After a few rainy days so far this week there is some
sunshine peaking through today...but the rain is on its way again later today or
tonight from the predictions. I’m not complaining.
I love rainy days...and nights.
Remember....fritter
don’t litter!
Sweet
Potato-Kale-Quinoa Fritters: Devein kale; roll up leaves into tight
roll; chop, making 2 cups. In a bowl, place 3c pureed kumara, 2c cooked quinoa,
2c kale, 2 eggs, 3tsp cornflour, 1/2c breadcrumbs, 1tsp grated fresh ginger,
pinch of smoked paprika; season. Heat
4-6tbs oil in pan; scoop fritters into pan; slightly flatten tops; cook on each
side, until golden.
Couscous-Corn
Fritters: Cook
115g couscous; drain; mix with 120g corn niblets, ½ red onion, chopped, 2tsp
oregano, 2 minced garlic cloves, 2tbs chopped parsley; season. Cook fritters in hot oil.
Kumara-Corn
Fritters:
Put 1 large grated kumara (about 250g), 1 grated zucchini,1 grated carrot, 1x410g
canned, drained corn, 100g crumbled feta, ¼ onion, finely chopped and 1/4c
finely chopped coriander in bowl; season. Sift in 1/2c S.R. flour and 1/2tsp
baking powder; add 2 eggs, fold to combine. Heat 2tbs oil in pan; spoon in
2-3tbs of mix per fritter. Fry a few mins on one side; flip; cook until golden.

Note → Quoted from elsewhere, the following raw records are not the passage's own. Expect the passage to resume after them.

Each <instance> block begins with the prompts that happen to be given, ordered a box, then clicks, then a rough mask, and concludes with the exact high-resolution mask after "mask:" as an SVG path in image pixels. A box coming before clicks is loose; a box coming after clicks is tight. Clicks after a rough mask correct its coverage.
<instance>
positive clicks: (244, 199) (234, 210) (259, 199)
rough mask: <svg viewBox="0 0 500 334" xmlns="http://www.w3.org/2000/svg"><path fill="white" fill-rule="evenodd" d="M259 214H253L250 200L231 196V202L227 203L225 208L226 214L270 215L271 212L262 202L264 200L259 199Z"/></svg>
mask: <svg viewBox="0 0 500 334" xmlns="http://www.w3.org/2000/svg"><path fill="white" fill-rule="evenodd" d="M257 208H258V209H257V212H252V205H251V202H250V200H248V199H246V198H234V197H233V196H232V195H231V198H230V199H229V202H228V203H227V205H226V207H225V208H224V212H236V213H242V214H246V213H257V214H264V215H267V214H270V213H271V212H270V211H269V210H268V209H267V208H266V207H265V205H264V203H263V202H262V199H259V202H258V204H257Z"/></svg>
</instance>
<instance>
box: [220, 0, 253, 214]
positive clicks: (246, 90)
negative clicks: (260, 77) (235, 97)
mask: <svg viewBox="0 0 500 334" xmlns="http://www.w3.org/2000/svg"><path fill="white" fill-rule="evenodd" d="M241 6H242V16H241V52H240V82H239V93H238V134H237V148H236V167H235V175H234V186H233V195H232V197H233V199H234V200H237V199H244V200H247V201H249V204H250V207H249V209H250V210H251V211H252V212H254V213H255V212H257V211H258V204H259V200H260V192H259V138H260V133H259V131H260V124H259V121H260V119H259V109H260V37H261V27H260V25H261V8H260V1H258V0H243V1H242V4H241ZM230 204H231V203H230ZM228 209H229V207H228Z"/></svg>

Add a medium can of salmon to the mixture before cooking, if you like.
Apple-Ricotta Fritters:
Combine
2 coarsely grated apple (no need to peel), 1/2c fresh ricotta, 2 large eggs and
1/2tsp cinnamon; add 3/4c plain flour and pinch of salt; stir until just combine.
Cook in shallow amount of hot oil; let drain
when cooked; douse with icing sugar when still warm.
Banana Fritters: Smash 3 very ripe
bananas with 2 egg yolks; add 1tsp vanilla, 1/2tsp cinnamon, 1/2tsp nutmeg, 1tbs
molasses. 1/4c shredded coconut and 1tbs sugar. Add 2c flour and 1/4c milk
alternatively. When combined, whisk 2 egg whites. Slowly add whites, careful as
not to deflate the volume. Heat oil in pan; fry mixture in batches. Drain well; sprinkle with icing sugar; or served drizzled with maple syrup.
Boiled Fruit
Cake: Regular recipe..(today I multiplied it by four for my own purposes).....
Soak 500g dried mixed fruit (I added chopped dates, chopped crystallised
ginger, walnuts, red raisins, dried cranberries and more glacé cherries to the mix)
overnight in dark rum, dry sherry or brandy. I let my mix sit, soaking, for 48 or so hours.
Adjust the liquid quantity according to additional
ingredients. (This recipe is a guideline...fool around with it to your own content,
and judgment. Mostly, I cook according to
my taste).
In a saucepan, place soaked fruits, nuts,
1 cup of water, 125g butter, 2tbs golden syrup or treacle and 1c brown sugar in
saucepan. At this point, I also add my “secret”
ingredients...a dessertspoon (thereabouts) of instant coffee (dry) and about the
same quantity of cocoa powder. (You don’t
have to add these. It’s just what I’ve gotten
in the habit of doing). Slowly bring to the boil; then remove from the heat. Add 1tsp bicarbonate of soda which has been mixed
with 1 tablespoon boiling water. Allow to cool for 15 minutes. Add 2 lightly-beaten eggs mixing thoroughly. Fold in 1c sifted plain
flour (all-purpose flour) and 1c self-raising flour, 1/2tsp mixed spice, ¼ tsp nutmeg,
(as well as cinnamon and ground ginger, if you like) and 1tsp vanilla essence.
Place in a greased and paper-lined (base and sides) 20cm
round or square cake tin. Decorate with almonds (or pecans or walnuts) and/or glace cherries. Bake at 160°C (320F) for 1 ¼ to 1 ½ hours, until
skewer comes out clean. Cool in tin.